Show me a screenshot where it shows both 45+ and primetime


----------



## KungFuPanda (Jun 27, 2017)

Pretty sure you won't see long trip notifications on requests with prime time.


----------



## LUberUpLyft (Sep 5, 2017)

KungFuPanda said:


> Pretty sure you won't see long trip notifications on requests with prime time.

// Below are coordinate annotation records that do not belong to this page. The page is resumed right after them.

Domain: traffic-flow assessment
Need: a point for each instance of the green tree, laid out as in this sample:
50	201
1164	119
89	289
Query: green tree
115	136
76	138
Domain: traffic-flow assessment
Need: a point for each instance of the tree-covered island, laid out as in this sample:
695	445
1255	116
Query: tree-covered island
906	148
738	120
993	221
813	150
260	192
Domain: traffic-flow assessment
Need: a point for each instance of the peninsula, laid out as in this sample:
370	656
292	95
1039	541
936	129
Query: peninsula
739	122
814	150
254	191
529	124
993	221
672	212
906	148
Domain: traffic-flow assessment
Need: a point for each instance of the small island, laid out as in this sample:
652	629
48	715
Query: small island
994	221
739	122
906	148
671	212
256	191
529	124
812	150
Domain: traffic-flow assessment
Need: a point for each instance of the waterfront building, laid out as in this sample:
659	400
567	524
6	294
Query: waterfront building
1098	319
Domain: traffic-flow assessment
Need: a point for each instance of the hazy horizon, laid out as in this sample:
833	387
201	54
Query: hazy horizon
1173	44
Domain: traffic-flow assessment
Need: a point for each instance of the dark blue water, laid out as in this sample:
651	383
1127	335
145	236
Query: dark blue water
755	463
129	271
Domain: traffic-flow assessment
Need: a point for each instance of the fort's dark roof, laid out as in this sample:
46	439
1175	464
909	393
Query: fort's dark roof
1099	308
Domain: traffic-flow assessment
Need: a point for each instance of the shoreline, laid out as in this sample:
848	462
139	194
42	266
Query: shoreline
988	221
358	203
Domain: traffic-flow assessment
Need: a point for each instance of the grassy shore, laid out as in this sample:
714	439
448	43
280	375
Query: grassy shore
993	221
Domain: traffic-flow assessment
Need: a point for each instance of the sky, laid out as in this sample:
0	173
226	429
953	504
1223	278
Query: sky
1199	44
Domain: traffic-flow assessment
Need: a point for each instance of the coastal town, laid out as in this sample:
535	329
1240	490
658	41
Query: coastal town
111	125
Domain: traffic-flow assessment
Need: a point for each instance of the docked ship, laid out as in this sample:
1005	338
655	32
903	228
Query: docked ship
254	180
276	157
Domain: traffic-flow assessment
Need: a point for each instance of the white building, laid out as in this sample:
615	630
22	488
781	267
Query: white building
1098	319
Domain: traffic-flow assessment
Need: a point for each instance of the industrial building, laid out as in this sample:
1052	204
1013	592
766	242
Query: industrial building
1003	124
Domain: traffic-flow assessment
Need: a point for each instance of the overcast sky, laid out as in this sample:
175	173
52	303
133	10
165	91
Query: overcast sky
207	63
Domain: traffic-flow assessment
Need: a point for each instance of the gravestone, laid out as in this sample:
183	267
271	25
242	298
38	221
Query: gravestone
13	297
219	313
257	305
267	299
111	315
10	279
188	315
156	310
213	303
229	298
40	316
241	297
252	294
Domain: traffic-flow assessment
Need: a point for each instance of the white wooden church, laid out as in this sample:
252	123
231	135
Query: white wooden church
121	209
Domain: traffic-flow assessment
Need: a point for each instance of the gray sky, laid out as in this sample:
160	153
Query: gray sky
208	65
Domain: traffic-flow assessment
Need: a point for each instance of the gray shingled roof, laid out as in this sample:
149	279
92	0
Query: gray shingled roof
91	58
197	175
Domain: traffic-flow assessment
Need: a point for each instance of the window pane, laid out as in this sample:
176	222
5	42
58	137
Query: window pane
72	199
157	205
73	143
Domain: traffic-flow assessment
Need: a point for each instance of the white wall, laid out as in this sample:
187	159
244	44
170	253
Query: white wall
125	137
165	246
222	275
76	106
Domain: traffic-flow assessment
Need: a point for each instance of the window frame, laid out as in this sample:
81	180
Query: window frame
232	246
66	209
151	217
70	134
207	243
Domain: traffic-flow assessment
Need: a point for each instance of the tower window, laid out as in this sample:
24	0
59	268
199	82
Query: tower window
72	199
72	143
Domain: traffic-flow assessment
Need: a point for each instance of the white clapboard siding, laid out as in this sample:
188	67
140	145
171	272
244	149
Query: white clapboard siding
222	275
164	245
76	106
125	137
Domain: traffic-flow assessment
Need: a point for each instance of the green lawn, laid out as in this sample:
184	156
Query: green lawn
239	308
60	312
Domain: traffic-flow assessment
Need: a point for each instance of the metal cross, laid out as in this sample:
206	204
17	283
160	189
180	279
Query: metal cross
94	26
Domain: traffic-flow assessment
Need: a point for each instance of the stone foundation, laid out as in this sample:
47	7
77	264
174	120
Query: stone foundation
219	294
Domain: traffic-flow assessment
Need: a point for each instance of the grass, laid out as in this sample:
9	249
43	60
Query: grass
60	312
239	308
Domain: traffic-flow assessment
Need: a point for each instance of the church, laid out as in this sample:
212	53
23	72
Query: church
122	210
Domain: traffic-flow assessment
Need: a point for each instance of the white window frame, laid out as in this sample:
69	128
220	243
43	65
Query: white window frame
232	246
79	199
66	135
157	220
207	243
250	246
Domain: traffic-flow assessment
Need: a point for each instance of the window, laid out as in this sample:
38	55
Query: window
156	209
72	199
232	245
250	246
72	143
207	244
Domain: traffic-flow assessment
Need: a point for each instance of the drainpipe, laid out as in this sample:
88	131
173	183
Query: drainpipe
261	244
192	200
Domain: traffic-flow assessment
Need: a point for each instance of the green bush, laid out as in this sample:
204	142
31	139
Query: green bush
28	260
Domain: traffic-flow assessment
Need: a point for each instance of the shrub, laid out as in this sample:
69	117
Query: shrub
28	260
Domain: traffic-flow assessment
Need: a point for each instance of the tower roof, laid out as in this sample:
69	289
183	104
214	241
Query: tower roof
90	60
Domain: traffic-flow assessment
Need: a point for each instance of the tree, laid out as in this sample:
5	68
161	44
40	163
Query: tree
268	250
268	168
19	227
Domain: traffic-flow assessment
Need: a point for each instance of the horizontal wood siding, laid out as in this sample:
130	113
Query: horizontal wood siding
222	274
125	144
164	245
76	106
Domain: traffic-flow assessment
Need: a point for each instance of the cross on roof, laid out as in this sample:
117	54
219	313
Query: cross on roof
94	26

100% certain in NJ you will not see primetime and 45+


----------



## Transportador (Sep 15, 2015)

Do you see 45+ when on DF?


----------



## LUberUpLyft (Sep 5, 2017)

Transportador said:


> Do you see 45+ when on DF?


 Yes


----------



## William Fenton (Jan 1, 2018)

Leelyft said:


> If you drive San Diego where does a 2 hour ride take you? Los Angeles?


El Centro


----------



## RideshareSpectrum (May 12, 2017)

LUberUpLyft said:


> Show me a screenshot where it shows both 45+ and primetime


Rarely SS requests, but I do try to snap unicorns like these. Thought i had one from last month but no dice. Will def SS the next one I see and post here.


----------



## LUberUpLyft (Sep 5, 2017)

RideshareSpectrum said:


> Rarely SS requests, but I do try to snap unicorns like these. Thought i had one from last month but no dice. Will def SS the next one I see and post here.


Maybe in different markets they show but I can guarantee with 100% certainty that in New Jersey they will NOT show long trip if there is a primetime or power zone


----------



## Adieu (Feb 21, 2016)

LUberUpLyft said:


> Maybe in different markets they show but I can guarantee with 100% certainty that in New Jersey they will NOT show long trip if there is a primetime or power zone


I think that's precisely why those crappy 10-20% PZs exist


----------



## SRGuy (May 17, 2016)

Transportador said:


> Do you see 45+ when on DF?


Yes I got one on Saturday night. Got another request on the same DF a few mins later. Also frequently had DF expire after 12 mins.


----------